Try to compile the new code and look at the assembly.

I also wonder if factor or divisor or the like is intended to ever allowed to be negative in the use of %. (Some routines have signed types involved.) Checking C's language requirements for negatives involved in % operations could be important otherwise: If there is C implementation freedom, that could lead to variability in the results.

Looks like C89 was the last with "implementation defined" for / and % involving negative integers. After that: 7/3==2; 7%3==1; -7/3==-2; -7%3==-1; 7/-3==-2; 7/-3==1; -7/-3==2; -7%-3==-1. So / truncates towards zero and a%b==a-(a/b)*b when a/b is representable. Notably -7%3!=7%-3 and 7%3!=-7%-3 .

The divisor and modulus is always positive, but the result may be negative for signed operation, if the input value is negative, in my code.

Try to compile the new code and look at the assembly.

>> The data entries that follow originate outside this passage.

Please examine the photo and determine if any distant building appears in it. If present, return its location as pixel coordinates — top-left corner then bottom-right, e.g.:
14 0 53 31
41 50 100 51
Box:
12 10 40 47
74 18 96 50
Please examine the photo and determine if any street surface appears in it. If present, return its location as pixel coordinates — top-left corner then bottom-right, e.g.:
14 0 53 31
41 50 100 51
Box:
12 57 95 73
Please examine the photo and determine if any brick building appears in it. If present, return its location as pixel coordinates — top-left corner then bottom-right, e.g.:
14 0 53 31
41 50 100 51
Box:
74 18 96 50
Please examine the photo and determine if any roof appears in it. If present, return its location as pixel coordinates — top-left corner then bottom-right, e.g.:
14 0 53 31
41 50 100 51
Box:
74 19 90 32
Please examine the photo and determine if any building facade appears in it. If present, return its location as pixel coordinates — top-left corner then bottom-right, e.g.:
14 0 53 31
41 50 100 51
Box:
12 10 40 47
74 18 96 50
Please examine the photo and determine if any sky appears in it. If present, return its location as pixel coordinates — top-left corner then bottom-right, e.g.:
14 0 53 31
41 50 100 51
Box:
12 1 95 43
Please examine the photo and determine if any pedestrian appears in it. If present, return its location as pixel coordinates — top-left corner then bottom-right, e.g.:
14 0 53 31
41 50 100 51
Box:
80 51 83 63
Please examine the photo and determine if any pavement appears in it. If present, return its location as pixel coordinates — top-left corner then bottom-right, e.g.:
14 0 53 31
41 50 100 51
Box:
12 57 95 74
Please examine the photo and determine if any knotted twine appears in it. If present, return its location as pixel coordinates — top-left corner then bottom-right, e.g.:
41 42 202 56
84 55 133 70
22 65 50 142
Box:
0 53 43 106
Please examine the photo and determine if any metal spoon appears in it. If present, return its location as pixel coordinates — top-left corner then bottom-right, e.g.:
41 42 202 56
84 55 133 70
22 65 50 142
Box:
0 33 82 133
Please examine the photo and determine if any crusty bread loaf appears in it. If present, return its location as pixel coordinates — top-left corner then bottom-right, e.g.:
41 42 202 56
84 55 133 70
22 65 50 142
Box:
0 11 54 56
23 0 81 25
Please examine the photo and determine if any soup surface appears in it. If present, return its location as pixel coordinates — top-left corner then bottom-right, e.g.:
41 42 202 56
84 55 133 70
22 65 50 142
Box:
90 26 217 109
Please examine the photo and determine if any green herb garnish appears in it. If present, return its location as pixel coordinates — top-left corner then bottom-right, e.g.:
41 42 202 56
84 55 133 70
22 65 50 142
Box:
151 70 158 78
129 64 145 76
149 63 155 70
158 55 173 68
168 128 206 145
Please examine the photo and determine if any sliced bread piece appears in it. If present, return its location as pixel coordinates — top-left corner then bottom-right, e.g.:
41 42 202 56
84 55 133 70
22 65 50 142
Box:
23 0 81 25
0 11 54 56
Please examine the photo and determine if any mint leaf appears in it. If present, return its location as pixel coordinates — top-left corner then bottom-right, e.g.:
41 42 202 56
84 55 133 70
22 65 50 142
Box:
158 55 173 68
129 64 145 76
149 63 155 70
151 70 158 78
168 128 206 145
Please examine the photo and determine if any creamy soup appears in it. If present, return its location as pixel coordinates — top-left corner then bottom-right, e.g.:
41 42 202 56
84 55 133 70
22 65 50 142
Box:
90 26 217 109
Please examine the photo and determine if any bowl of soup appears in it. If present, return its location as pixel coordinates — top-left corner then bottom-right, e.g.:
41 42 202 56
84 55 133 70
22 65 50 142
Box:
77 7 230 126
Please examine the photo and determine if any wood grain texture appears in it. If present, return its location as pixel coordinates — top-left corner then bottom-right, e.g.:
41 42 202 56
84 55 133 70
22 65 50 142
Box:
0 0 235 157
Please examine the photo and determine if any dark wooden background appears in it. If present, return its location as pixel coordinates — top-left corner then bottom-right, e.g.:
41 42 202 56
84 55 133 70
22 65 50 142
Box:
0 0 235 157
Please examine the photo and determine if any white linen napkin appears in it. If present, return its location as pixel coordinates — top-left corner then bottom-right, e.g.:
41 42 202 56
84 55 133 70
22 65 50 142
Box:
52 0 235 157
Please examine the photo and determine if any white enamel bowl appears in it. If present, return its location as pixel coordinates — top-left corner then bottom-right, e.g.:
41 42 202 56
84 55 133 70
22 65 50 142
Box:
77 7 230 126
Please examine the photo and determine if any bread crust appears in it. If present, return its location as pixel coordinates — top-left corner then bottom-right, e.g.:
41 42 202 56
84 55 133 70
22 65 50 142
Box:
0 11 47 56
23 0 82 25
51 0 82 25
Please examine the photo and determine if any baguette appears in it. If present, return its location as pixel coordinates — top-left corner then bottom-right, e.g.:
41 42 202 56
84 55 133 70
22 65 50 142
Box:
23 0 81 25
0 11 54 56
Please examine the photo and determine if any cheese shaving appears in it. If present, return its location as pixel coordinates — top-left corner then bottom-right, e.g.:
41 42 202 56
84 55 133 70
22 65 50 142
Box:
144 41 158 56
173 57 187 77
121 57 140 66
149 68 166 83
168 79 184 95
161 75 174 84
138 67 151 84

You mean the calls for armv7 when I compile a copy your test program (and a locally patched time.h copy as ./time.h and the #include adjusted)? :

. . .
<main+0x50> bl 000209b0 <__aeabi_uldivmod>
. . .
<main+0x90> bl 000209b0 <__aeabi_uldivmod>
. . .
<main+0x124> bl        000209b0 <__aeabi_uldivmod>
. . .
<main+0x154> bl        000209b0 <__aeabi_uldivmod>
. . .
<main+0x1f0> bl        000209b0 <__aeabi_uldivmod>
. . .
<main+0x220> bl        000209b0 <__aeabi_uldivmod>
. . .

FYI: Using the system's normal time.h shows 3 such calls, not 6.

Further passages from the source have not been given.